When the Future of Financial Advice (FoFA) laws were introduced in 2013, the officially pronounced aim was to “improve the trust and confidence of Australian retail investors in the financial services sector and ensure the availability, accessibility and affordability of high-quality financial advice”.
Six years on, trust in financial advice remains near its low point in the wake of the Royal Commission into Misconduct in the Banking, Superannuation and Financial Services Industry. And, based on the findings of the Licensee Research, advisers are actively rethinking how many clients they can and should be providing services to.
Central to this is the so-called fee-for-no service issue, and whether advisers are delivering to clients not just what they say they will deliver, but whether they are, in some cases, delivering anything at all in return for the fees they receive.
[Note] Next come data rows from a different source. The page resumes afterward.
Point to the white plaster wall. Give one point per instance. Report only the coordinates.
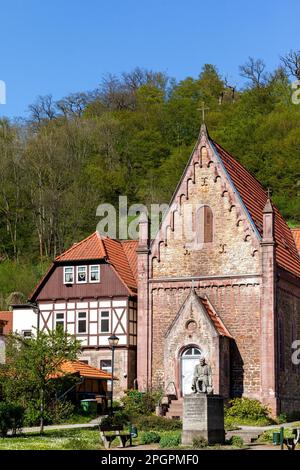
(24, 319)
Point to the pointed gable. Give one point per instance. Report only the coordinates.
(120, 255)
(205, 307)
(249, 194)
(89, 248)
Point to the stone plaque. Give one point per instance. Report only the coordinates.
(203, 416)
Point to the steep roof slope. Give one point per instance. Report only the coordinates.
(7, 316)
(121, 255)
(84, 370)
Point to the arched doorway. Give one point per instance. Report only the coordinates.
(189, 358)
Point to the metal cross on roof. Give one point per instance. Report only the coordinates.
(203, 109)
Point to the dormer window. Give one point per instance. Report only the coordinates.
(68, 275)
(81, 274)
(95, 273)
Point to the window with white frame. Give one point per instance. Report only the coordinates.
(104, 321)
(81, 322)
(81, 274)
(68, 275)
(60, 321)
(95, 273)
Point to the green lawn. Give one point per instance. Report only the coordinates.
(66, 439)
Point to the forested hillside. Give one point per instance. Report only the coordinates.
(132, 136)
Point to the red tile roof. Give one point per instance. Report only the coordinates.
(254, 198)
(89, 248)
(130, 247)
(121, 255)
(117, 257)
(84, 370)
(7, 316)
(296, 235)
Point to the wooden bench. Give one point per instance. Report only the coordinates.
(109, 433)
(291, 442)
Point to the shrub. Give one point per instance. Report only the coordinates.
(199, 443)
(11, 418)
(136, 403)
(157, 423)
(170, 440)
(246, 410)
(236, 441)
(75, 443)
(150, 437)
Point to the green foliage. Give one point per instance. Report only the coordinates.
(119, 418)
(282, 418)
(136, 135)
(150, 437)
(11, 418)
(63, 439)
(18, 279)
(247, 411)
(170, 440)
(199, 443)
(267, 436)
(136, 403)
(236, 441)
(157, 423)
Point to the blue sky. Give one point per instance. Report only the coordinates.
(62, 46)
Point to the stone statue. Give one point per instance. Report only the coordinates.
(202, 380)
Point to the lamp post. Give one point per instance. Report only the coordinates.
(113, 343)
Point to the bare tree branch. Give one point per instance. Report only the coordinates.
(291, 63)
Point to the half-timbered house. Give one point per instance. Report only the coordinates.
(90, 291)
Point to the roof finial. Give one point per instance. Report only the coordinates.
(268, 209)
(203, 109)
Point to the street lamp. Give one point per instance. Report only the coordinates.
(113, 343)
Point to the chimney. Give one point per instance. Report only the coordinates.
(143, 231)
(268, 222)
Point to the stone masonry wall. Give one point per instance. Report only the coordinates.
(232, 249)
(288, 317)
(233, 252)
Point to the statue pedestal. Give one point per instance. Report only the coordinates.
(203, 417)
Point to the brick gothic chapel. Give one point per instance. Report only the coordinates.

The 2019 CoreData Licensee Research reveals that advisers claim to personally manage 202 clients each, on average, and they personally meet less than three-quarters of those clients once a year. This figure has been roughly consistent over three years and speaks to two potential issues.
First, it looks on the surface like a fee-for-no-service issue may persist, at an industry level. And second, if advisers cut back on the number of clients they actively manage, to focus on providing appropriate ongoing service to all clients they manage, there’s likely to be a significant number of individuals cast adrift and looking for new advice relationships.
If the average adviser “personally manages” 200 clients, but only sees around 150 of them each year, that’s about 50 clients per adviser per year who are potentially not receiving the sort of ongoing service that would satisfy the regulator that the adviser is doing enough to justify charging an advice fee.
In this scenario, an adviser may move the clients on, or may commit the time and resources necessary to provide an appropriate level of service. Providing that service may lead to higher costs of advice – almost half of advisers say they will reprice their service offering in the year ahead, and that’s a significant increase on the number of advisers who intended in 2018 and 2017 to do the same thing.
And there’s evidence that advisers are focusing more on retaining and servicing existing clients today than they were two years ago. Licensee research in 2017 found that two-thirds of advisers were focused on growing client numbers, and only one-third focused on retaining existing clients. Today it is essentially 50/50 (50.7 per cent and 49.3 per cent, respectively).
The second issue the latest licensee research may be pointing to is the possibility of a spike in the number of unadvised clients, as advisers focus energy and resources on serving profitable clients. It is anyone’s guess how many clients may be jettisoned as advisers refocus and what happens to those clients when the advice relationship is severed.
The presumed natural home for these clients – that is, the banks – are in disarray when it comes to advice. ANZ is out of the game, and Westpac will be out of it later this year; Commonwealth is withdrawing in a somewhat piecemeal fashion (it has sold Count Financial and has announced it will close Pathways network, but is holding on to Commonwealth Financial Planning); and NAB is divesting its licensees into a wealth management offshoot.
Policymakers, and regulators whose need to think very carefully about the impact on clients and whether this is the result they want. If extensive look-back and remediation programs, the push for higher education, professional and ethical standards and all the rest of the compliance issues facing the industry is designed to drive advisers out and drive up costs, thereby restricting the availability, accessibility and affordability of high-quality financial advice, then that’s one thing.
But if it’s an unintended consequence then they need to rethink how they’re going about it, because what CoreData’s research appears to be pointing out runs completely counter to the stated aims of regulatory reforms.